Biotechnology company International Stem Cell Corp. today posted the results of a second set of experiments on lab-grown corneal tissue. The results support previous studies that show the tissue as similar to drug absorption and drug metabolism characteristics found in normal corneal tissue, confirming the potential therapeutic value in treating corneal injury and disease, and suggesting the tissue’s potential as a replacement to animal testing.

ISCO’s human corneal tissue is created in the laboratories of its wholly owned subsidiary, Lifeline Cell Technology. The company said that additional experiments will be conducted to better define optical characteristics shown in the experiments.

Jeffrey Janus, senior vice president of ISCO and CEO of Lifeline, said the results support the company’s manufacturing plans and reflects the potential for the use of the lab-grown tissue in markets around the world.

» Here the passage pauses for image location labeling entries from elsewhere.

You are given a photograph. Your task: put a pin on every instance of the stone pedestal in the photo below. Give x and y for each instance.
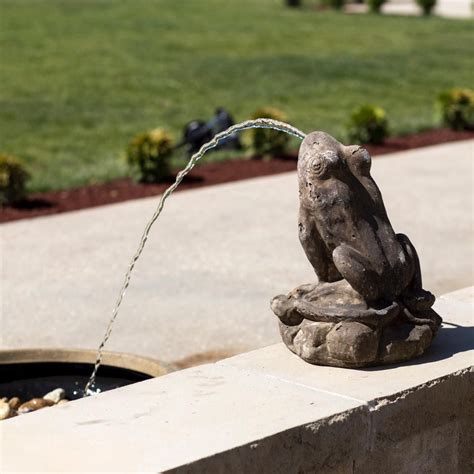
(331, 324)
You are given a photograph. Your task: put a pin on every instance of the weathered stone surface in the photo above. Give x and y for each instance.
(34, 404)
(369, 279)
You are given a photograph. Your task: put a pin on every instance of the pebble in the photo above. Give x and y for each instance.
(4, 410)
(55, 395)
(14, 403)
(34, 404)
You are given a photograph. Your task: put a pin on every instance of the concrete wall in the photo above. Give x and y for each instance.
(266, 411)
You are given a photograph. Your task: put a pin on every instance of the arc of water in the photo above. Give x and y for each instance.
(258, 123)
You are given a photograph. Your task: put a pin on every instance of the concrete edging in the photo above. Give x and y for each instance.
(267, 411)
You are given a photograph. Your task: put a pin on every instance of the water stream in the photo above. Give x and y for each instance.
(258, 123)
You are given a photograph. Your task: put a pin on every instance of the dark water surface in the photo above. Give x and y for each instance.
(34, 380)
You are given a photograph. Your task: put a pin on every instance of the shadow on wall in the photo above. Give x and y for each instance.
(450, 340)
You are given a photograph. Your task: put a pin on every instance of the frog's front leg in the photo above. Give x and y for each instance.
(358, 271)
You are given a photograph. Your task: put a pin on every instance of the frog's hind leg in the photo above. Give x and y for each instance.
(417, 301)
(358, 271)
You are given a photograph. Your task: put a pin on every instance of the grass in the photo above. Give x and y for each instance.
(79, 79)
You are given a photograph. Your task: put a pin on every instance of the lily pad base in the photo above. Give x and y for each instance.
(331, 324)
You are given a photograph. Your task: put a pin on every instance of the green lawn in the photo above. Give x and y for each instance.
(79, 78)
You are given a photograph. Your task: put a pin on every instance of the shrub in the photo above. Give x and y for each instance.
(13, 177)
(148, 154)
(375, 5)
(457, 108)
(368, 124)
(426, 5)
(336, 4)
(265, 141)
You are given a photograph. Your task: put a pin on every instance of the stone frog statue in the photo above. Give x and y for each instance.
(367, 274)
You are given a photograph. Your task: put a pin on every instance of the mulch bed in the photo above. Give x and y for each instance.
(206, 174)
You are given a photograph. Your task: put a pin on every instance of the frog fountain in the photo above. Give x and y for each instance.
(368, 306)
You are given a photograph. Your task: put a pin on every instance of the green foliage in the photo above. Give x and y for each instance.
(336, 4)
(148, 154)
(426, 5)
(293, 3)
(265, 141)
(368, 124)
(456, 107)
(375, 5)
(13, 177)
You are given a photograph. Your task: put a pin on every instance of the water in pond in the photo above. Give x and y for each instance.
(258, 123)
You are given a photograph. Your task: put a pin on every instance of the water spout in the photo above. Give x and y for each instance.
(258, 123)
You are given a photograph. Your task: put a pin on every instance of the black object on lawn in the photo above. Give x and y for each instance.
(198, 132)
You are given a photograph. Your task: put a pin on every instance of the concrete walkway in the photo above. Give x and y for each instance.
(214, 261)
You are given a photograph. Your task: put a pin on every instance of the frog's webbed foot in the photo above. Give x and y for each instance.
(284, 306)
(358, 271)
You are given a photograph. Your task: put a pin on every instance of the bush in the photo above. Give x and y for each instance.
(426, 5)
(457, 108)
(336, 4)
(375, 5)
(265, 141)
(13, 177)
(368, 124)
(149, 155)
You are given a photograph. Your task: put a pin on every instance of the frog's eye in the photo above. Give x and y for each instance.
(361, 160)
(322, 164)
(364, 161)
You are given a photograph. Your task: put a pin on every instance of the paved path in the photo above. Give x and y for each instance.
(214, 261)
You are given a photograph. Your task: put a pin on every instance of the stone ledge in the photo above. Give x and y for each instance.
(267, 411)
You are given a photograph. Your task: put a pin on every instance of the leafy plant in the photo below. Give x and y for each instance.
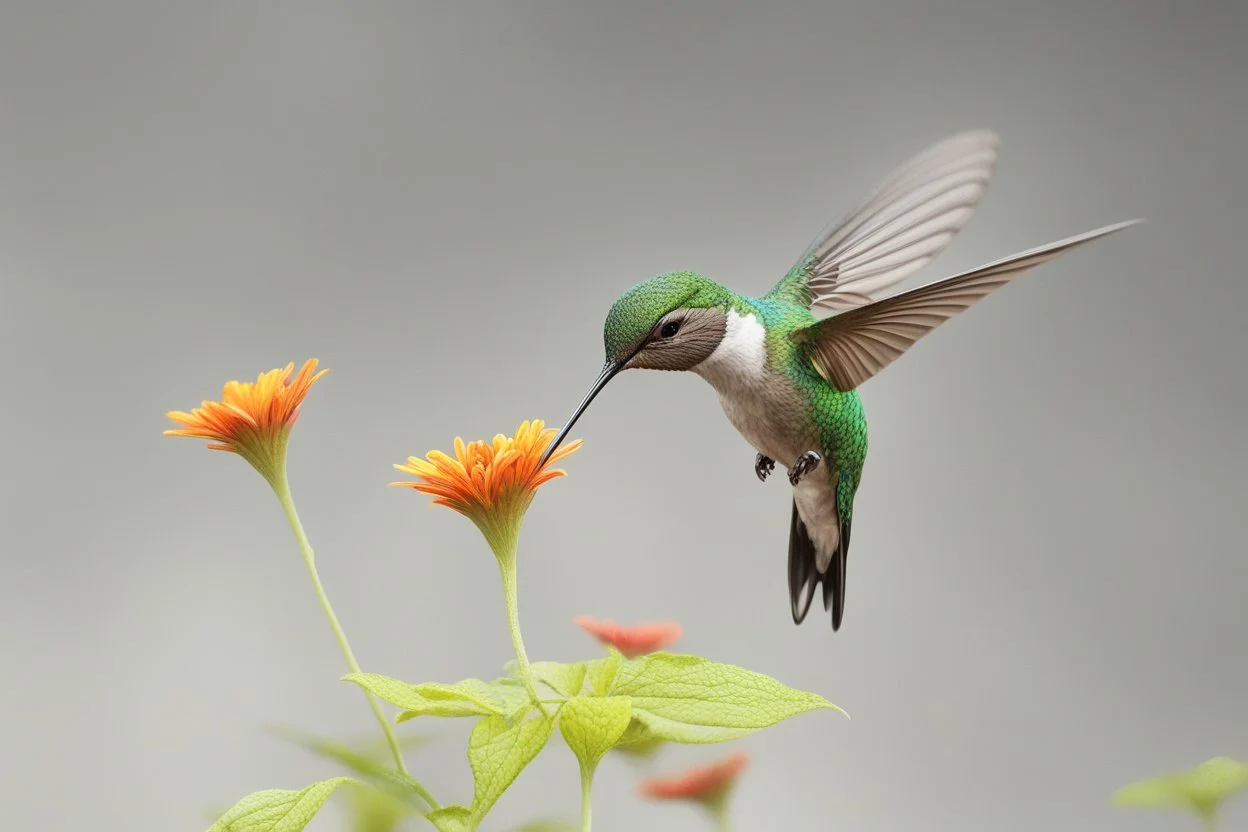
(633, 699)
(1201, 790)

“We are very excited to confirm our initial results showing drug absorption that correlates with animal models and add to these results the observation of enzymatic activity. This not only advances our plans to manufacture a product that can be used to reduce the need for tests that use living animals, but it also is one more step toward the potential therapeutic use of this tissue as a treatment for human corneal injury or disease. This has implications, not only in the U.S., but also in India and Asia, where millions of people suffer from corneal blindness that now goes untreated. The experiments showing light refraction are a tempting indication that this tissue will have therapeutic application,” Janus stated in the press release.

Collaborative efforts between Absorption Systems and ISCO utilize Absorption Systems’ expertise in developing superior preclinical methods of testing drugs, which reduce the use of laboratory animals in various testing, including safety testing of consumer products.

According to Absorption Systems CEO and President Patrick M. Dentinger, Absorption Systems’ partnership with ISCO reflects the companies need and desire to generate safe drugs in the marketplace.

“There is a large commercial need for a predictive and reproducible non-animal method for testing the safety of ophthalmic drugs and consumer products,” Dentinger stated. “The combined knowledge and expertise of ISCO and Absorption Systems have allowed us to take a step forward toward addressing an unmet need in the field of ophthalmology by creating a unique in vitro model to study human ocular drug absorption without using animals. Our collaboration with ISCO underscores our commitment to helping bring safe drugs to market.”